Why am I here? It is a bit of a rant but, mostly I want whoever these people are to stop, I hope they read this.
You see, I was brought into this world, I didn't ask for it, I don't want to be here. Is anyone going to just give me what I want whenever I want? No? Then I don't want to be here. I hate my life, I hate my job, I hate everyone that has more than me. I am tired of hearing that you have to earn the nice things in life, and I say no, I would rather kill myself. No? My life is worth too much? How? If it is worth so much, give me what you think it's worth! No? That's what I thought.
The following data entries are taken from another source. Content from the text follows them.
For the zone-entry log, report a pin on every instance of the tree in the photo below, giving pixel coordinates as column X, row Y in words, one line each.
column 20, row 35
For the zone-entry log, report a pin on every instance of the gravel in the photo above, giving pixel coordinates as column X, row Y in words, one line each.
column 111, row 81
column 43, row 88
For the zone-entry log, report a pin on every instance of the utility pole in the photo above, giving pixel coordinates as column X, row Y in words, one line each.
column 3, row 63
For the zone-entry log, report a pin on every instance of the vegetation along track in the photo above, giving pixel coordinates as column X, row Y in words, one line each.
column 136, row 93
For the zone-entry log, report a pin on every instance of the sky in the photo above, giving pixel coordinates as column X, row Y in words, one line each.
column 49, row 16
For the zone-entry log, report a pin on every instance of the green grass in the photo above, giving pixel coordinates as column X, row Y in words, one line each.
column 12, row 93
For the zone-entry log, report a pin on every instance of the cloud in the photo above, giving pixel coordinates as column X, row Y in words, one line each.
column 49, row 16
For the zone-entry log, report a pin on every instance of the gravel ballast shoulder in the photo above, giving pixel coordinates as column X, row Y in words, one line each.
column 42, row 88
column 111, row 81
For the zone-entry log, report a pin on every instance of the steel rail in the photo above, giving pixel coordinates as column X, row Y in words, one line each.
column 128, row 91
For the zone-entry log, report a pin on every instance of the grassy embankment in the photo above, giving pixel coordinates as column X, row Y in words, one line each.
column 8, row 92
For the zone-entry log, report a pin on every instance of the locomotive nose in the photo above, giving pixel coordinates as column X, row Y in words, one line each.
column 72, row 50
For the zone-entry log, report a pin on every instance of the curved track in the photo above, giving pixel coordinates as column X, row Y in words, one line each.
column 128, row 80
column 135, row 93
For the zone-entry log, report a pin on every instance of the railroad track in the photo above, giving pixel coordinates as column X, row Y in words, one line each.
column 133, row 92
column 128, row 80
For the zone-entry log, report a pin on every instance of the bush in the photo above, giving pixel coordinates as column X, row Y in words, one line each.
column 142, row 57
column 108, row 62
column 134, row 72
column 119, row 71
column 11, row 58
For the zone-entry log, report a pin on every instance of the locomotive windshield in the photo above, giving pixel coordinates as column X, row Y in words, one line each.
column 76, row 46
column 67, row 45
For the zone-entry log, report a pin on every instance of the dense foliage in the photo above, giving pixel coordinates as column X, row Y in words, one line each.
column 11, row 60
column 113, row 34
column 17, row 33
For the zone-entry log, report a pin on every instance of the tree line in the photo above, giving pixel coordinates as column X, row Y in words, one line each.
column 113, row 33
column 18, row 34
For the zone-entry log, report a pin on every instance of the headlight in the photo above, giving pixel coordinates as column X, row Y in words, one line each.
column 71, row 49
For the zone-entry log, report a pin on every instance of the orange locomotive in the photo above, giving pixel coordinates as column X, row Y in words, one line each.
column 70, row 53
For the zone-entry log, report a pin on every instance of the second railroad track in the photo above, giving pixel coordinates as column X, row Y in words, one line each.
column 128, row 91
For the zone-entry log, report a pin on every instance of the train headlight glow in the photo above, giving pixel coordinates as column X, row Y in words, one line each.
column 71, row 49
I have tried to kill myself three times, yet people keep stopping me, they pump me full of drugs and let me go, why? I am not going to stop trying and eventually I will succeed, you guys just keep making it harder, and I just don't understand. If you won't give me everything I want and let me do whatever I want then why do you insist on keeping me alive? It takes a lot of work and time to get yourself to the point where you can actually take your own life. I had to brood for three years before I could point the gun at my head and what happens? Someone tackles me, I was in the middle of nowhere and someone finds me and stops me, now I can't own firearms so it's a lot harder. I tried freezing to death but it takes too long, people find you. I hate this, leave me alone and let my go.
I am not here so someone can confirm my thoughts, just here so you guys and whoever reads this and finds me that, they won't stop me. Thank you for not caring.